Ai 550 Missionari della Misericordia che gremiscono la Basilica vaticana, Papa Francesco ricorda l’importanza del loro ministero - istituito durante il Giubileo del 2016 con la concessione di rimettere anche i peccati gravissimi di solito riservati alla Sede Apostolica -, ma con una importante raccomandazione: «attenzione», dice, a non trasformarvi in «preti invasati, quasi che si fosse depositari di un qualche carisma straordinario».

Sì, è vero che «il Vangelo ricorda che chi è chiamato a dare testimonianza della Risurrezione di Cristo deve lui stesso, in prima persona, “nascere dall’alto”», ma quello di cui c’è bisogno sono «preti normali, semplici, miti, equilibrati, capaci di lasciarsi costantemente rigenerare dallo Spirito, docili alla sua forza, interiormente liberi - anzitutto da sé stessi - perché mossi dal “vento” dello Spirito che soffia dove vuole», sottolinea Bergoglio durante la messa a culmine del secondo incontro a Roma dei Missionari organizzato dal Pontificio Consiglio per la Promozione della nuova Evangelizzazione dall’8 all’11 aprile.

Il Papa aveva già ricevuto questa mattina, nella Sala Regia del Palazzo Apostolico, i sacerdoti venuti da tutti e cinque i continenti in udienza privata. Incontrandoli di nuovo in Basilica ricorda loro «due aspetti inseparabili» di questa speciale missione affidatagli due anni fa e prorogata anche dopo la fine del Giubileo: «la rinascita personale e la vita della comunità». Cioè il mettersi «al servizio delle persone, perché “rinascano dall’alto”», e «al servizio delle comunità, perché vivano con gioia e coerenza il comandamento dell’amore». In queste due direzioni deve muoversi il ministero di questi “agenti” della Misericordia.

Riguardo al primo punto, il Pontefice ammonisce a non diventare come «Nicodemo che, pur essendo maestro in Israele, non capiva le parole di Gesù quando diceva che per “vedere il regno di Dio” bisogna “nascere dall’alto”, nascere “da acqua e Spirito”. Nicodemo - evidenzia il Papa - non capiva la logica di Dio, che è la logica della grazia, della misericordia, per cui chi diventa piccolo è grande, chi diventa ultimo è primo, chi si riconosce malato viene guarito. Questo significa lasciare veramente il primato al Padre, a Gesù e allo Spirito Santo nella nostra vita».

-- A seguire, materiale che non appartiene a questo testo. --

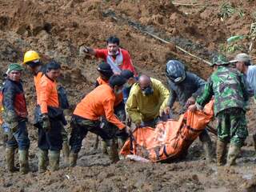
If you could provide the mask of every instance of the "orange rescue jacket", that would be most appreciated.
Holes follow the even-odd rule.
[[[39,82],[40,79],[42,77],[43,73],[38,72],[36,75],[34,76],[34,82],[35,86],[35,92],[37,94],[37,104],[39,103],[38,98],[39,98]]]
[[[38,105],[41,107],[41,113],[48,113],[47,106],[58,107],[58,98],[57,83],[44,74],[39,82],[38,88]]]
[[[122,130],[126,126],[114,114],[114,100],[115,95],[109,85],[98,86],[77,105],[74,114],[90,120],[105,116],[108,122]]]

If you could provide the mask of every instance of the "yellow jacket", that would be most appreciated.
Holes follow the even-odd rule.
[[[145,96],[138,83],[135,83],[130,90],[126,108],[134,123],[153,120],[159,115],[160,109],[167,106],[169,90],[160,81],[150,79],[154,89],[152,95]]]

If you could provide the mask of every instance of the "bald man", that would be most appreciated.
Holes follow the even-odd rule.
[[[130,90],[126,106],[128,115],[137,127],[154,128],[168,98],[169,90],[160,81],[142,74]]]

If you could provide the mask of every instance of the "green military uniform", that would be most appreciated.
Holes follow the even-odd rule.
[[[248,94],[242,74],[235,69],[218,66],[209,78],[197,103],[204,106],[213,95],[214,114],[218,119],[218,138],[241,147],[248,136],[243,110]]]
[[[242,74],[226,66],[226,59],[214,58],[219,66],[210,77],[204,93],[197,99],[198,108],[205,106],[214,96],[214,114],[218,118],[217,162],[223,164],[226,144],[230,142],[228,154],[229,166],[234,163],[240,148],[248,136],[245,106],[249,99]]]

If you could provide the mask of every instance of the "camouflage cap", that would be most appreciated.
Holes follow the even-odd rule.
[[[215,55],[213,58],[212,63],[210,66],[222,66],[229,64],[229,61],[224,54]]]
[[[242,53],[242,54],[237,54],[234,58],[234,60],[230,61],[230,62],[250,62],[250,58],[248,54],[245,53]]]

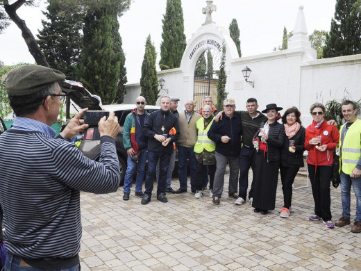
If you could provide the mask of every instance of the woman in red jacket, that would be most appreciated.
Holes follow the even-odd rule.
[[[322,104],[311,106],[310,113],[313,122],[306,129],[305,149],[308,151],[307,165],[311,180],[314,215],[310,220],[322,218],[328,228],[333,228],[330,211],[330,185],[333,170],[333,149],[339,139],[337,128],[328,125],[325,120],[326,108]]]

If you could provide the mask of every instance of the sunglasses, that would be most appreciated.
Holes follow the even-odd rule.
[[[323,115],[323,114],[324,114],[324,112],[322,112],[322,111],[319,111],[319,112],[312,112],[312,115],[313,115],[314,116],[315,116],[316,115]]]

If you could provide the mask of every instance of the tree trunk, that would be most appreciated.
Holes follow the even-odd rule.
[[[4,3],[5,11],[6,13],[8,13],[12,21],[14,22],[17,27],[19,27],[19,28],[20,28],[22,31],[22,35],[24,38],[24,40],[25,40],[25,42],[26,43],[26,45],[29,49],[29,52],[34,58],[36,63],[42,66],[49,67],[49,63],[47,61],[47,58],[45,58],[45,55],[39,47],[34,35],[28,26],[26,26],[25,21],[20,19],[16,13],[17,9],[20,8],[25,2],[26,0],[19,0],[12,5]]]

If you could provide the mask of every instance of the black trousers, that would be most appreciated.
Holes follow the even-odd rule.
[[[331,196],[330,186],[333,172],[333,165],[317,165],[307,164],[308,174],[312,188],[314,200],[314,214],[321,217],[324,221],[331,220]]]
[[[283,207],[289,209],[292,200],[292,185],[299,167],[280,167],[282,190],[283,191]]]

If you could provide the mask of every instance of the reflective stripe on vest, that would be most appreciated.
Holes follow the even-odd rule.
[[[208,131],[214,120],[215,119],[212,120],[205,130],[204,130],[204,117],[197,120],[196,128],[198,130],[198,138],[196,145],[194,145],[194,152],[200,154],[205,149],[208,151],[213,151],[216,149],[215,142],[209,139],[208,136]]]
[[[339,130],[341,133],[342,133],[344,125],[341,126]],[[341,146],[341,136],[339,137],[339,145]],[[358,119],[350,126],[344,138],[341,156],[342,171],[347,174],[352,174],[360,155],[361,120]]]

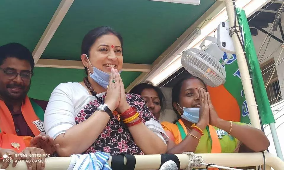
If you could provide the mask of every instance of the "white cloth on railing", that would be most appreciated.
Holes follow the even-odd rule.
[[[72,155],[68,170],[111,170],[107,163],[110,156],[109,153],[102,152]]]

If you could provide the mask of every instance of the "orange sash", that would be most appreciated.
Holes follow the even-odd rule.
[[[184,126],[184,124],[183,123],[183,122],[180,119],[178,121],[179,122],[182,127],[182,128],[186,134],[187,134],[187,131],[186,129],[185,126]],[[211,153],[221,153],[222,151],[221,145],[220,144],[220,142],[219,141],[219,138],[218,138],[217,134],[216,133],[216,130],[213,126],[210,125],[208,125],[208,127],[209,127],[209,133],[211,137],[211,141],[212,141],[212,146],[211,147]],[[178,130],[179,130],[178,128]],[[180,135],[180,132],[179,133],[179,138],[180,140],[179,142],[180,142],[182,140],[182,138],[181,135]],[[208,168],[208,169],[209,170],[218,170],[218,168]]]
[[[34,121],[40,120],[36,114],[28,97],[27,95],[25,102],[22,104],[22,113],[33,134],[35,136],[39,135],[41,132],[35,125]],[[11,112],[4,101],[0,100],[0,129],[9,134],[16,135],[15,125]]]
[[[33,138],[31,136],[17,136],[12,134],[7,134],[3,132],[0,133],[0,148],[14,149],[19,153],[26,147],[29,146],[30,142]],[[12,146],[12,143],[17,143],[19,145],[19,150]]]

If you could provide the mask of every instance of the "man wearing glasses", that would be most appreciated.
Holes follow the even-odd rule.
[[[13,43],[0,47],[0,159],[11,155],[15,162],[19,158],[15,155],[20,152],[28,157],[51,154],[58,146],[45,135],[43,128],[48,102],[27,95],[34,65],[31,53],[22,45]],[[44,166],[44,162],[27,162],[28,167]],[[0,169],[8,165],[4,163]]]

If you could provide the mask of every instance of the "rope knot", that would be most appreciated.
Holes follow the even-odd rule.
[[[186,152],[183,153],[188,155],[190,156],[188,167],[186,170],[191,170],[195,166],[198,167],[201,166],[201,164],[204,162],[201,156],[197,156],[192,152]]]

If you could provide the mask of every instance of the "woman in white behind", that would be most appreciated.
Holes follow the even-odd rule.
[[[119,74],[122,53],[122,37],[110,27],[97,28],[85,36],[81,59],[87,76],[57,87],[44,115],[47,134],[59,144],[60,156],[166,152],[167,137],[161,125],[140,97],[126,94]]]

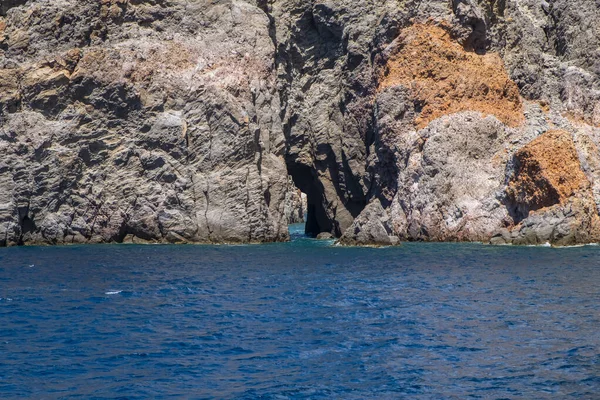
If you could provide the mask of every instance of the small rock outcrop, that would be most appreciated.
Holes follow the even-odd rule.
[[[399,239],[393,236],[390,218],[375,199],[346,229],[339,243],[344,246],[392,246],[398,244]]]

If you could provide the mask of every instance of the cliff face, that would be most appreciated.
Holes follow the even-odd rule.
[[[13,0],[0,244],[598,240],[594,0]],[[295,200],[297,203],[297,198]]]

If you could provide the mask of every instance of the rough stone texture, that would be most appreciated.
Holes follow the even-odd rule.
[[[3,7],[2,244],[289,237],[262,10],[176,0]]]
[[[497,54],[466,51],[439,26],[414,24],[403,29],[391,46],[378,90],[402,85],[421,111],[418,128],[461,111],[493,114],[510,126],[523,122],[517,85]],[[415,57],[418,55],[418,57]]]
[[[387,212],[379,200],[370,202],[363,212],[346,229],[339,240],[344,246],[391,246],[398,244],[398,238],[392,235],[392,227]]]
[[[305,222],[305,214],[307,207],[306,194],[290,182],[290,190],[285,198],[285,216],[288,224],[300,224]]]
[[[0,244],[286,240],[288,173],[315,236],[595,241],[598,20],[597,0],[4,1]]]

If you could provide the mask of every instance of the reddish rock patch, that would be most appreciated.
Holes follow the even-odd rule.
[[[568,132],[544,133],[517,151],[515,161],[516,172],[507,193],[525,214],[564,204],[590,189]]]
[[[421,108],[414,121],[418,128],[461,111],[492,114],[509,126],[524,121],[519,89],[497,54],[468,52],[433,25],[414,24],[401,32],[398,41],[379,90],[410,88]]]

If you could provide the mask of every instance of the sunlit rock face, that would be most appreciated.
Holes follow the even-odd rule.
[[[351,245],[595,241],[599,19],[593,0],[3,2],[0,244],[287,240],[298,193],[308,233]]]
[[[13,3],[1,20],[3,244],[288,238],[262,10]]]

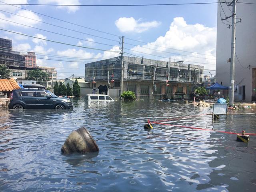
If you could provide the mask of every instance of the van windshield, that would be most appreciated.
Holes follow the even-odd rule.
[[[53,93],[52,93],[49,90],[46,90],[45,91],[46,91],[47,93],[48,93],[49,94],[51,95],[54,98],[56,98],[56,97],[58,97],[58,96],[56,96],[56,95],[54,95]]]

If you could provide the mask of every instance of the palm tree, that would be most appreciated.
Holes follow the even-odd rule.
[[[0,78],[6,79],[10,77],[12,71],[7,69],[5,65],[0,65]]]
[[[28,72],[28,80],[35,80],[37,81],[44,82],[50,80],[49,74],[38,69],[30,71]]]

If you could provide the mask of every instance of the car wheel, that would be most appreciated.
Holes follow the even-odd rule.
[[[12,107],[13,109],[16,109],[18,110],[22,110],[23,109],[23,106],[20,104],[16,104]]]
[[[61,104],[59,104],[58,105],[57,105],[55,107],[55,109],[60,109],[60,110],[63,110],[65,109],[65,107],[64,105],[62,105]]]

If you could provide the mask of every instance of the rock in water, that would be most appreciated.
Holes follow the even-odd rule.
[[[99,148],[95,141],[84,127],[72,132],[61,148],[61,152],[64,154],[74,152],[85,153],[98,151]]]

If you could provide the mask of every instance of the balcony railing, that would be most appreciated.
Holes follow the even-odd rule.
[[[142,79],[142,75],[133,75],[129,74],[128,76],[129,79]]]
[[[145,75],[144,76],[144,78],[145,79],[152,79],[152,75]]]
[[[166,81],[166,77],[165,76],[156,76],[156,80]]]

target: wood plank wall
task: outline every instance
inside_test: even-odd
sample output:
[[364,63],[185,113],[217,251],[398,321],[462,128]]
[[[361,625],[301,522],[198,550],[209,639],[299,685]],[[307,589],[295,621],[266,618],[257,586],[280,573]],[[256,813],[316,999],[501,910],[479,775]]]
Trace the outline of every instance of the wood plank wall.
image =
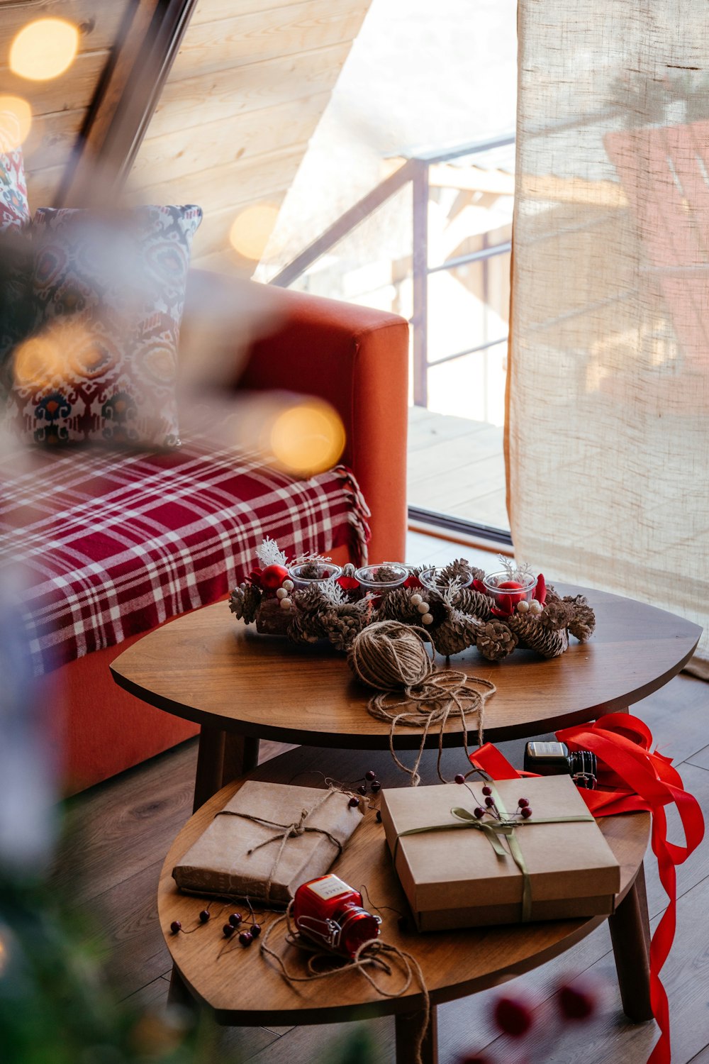
[[[28,100],[34,116],[23,149],[33,211],[54,201],[130,2],[0,0],[0,93]],[[79,27],[79,55],[61,77],[28,81],[10,70],[10,47],[22,27],[44,17],[65,18]]]
[[250,204],[280,206],[371,0],[201,0],[131,174],[139,202],[199,203],[192,260],[230,249]]

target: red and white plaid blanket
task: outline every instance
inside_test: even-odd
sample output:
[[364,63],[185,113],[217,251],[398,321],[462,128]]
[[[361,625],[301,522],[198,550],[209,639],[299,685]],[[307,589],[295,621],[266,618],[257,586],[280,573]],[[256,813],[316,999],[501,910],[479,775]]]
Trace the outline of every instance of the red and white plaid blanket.
[[214,602],[267,535],[289,556],[347,544],[366,560],[349,469],[293,480],[214,442],[10,455],[0,492],[0,576],[20,589],[35,675]]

Da questa consapevolezza scaturisce la seconda indicazione di Francesco riguardo al servizio alla comunità: «Essere preti capaci di “innalzare” nel “deserto” del mondo il segno della salvezza, cioè la Croce di Cristo, come fonte di conversione e di rinnovamento per tutta la comunità e per il mondo stesso». «Il Signore morto e risorto è la forza che crea la comunione nella Chiesa e, tramite la Chiesa, nell’intera umanità», sottolinea Francesco. Comunione che si era manifestata secoli fa nella comunità di Gerusalemme dove i credenti vivevano con «un cuore solo e un’anima sola», condividendo i beni e non lasciando mai nessuno nel bisogno.

Uno stile di vita, questo, che era «contagioso verso l’esterno», osserva il Papa: «La presenza viva del Signore Risorto produce una forza di attrazione che, attraverso la testimonianza della Chiesa e attraverso le diverse forme di annuncio della Buona Notizia, tende a raggiungere tutti, nessuno escluso». In tale dinamismo deve inserirsi lo specifico ministero dei Missionari della Misericordia, perché - rimarca Papa Francesco - «sia la Chiesa sia il mondo di oggi hanno particolarmente bisogno della Misericordia perché l’unità voluta da Dio in Cristo prevalga sull’azione negativa del maligno che approfitta di tanti mezzi attuali, in sé buoni, ma che, usati male, invece di unire dividono».

«Noi - conclude il Papa citando la sua Evangelii Gaudium - siamo convinti che “l’unità è superiore al conflitto”, ma sappiamo anche che senza la Misericordia questo principio non ha la forza di attuarsi nel concreto della vita e della storia».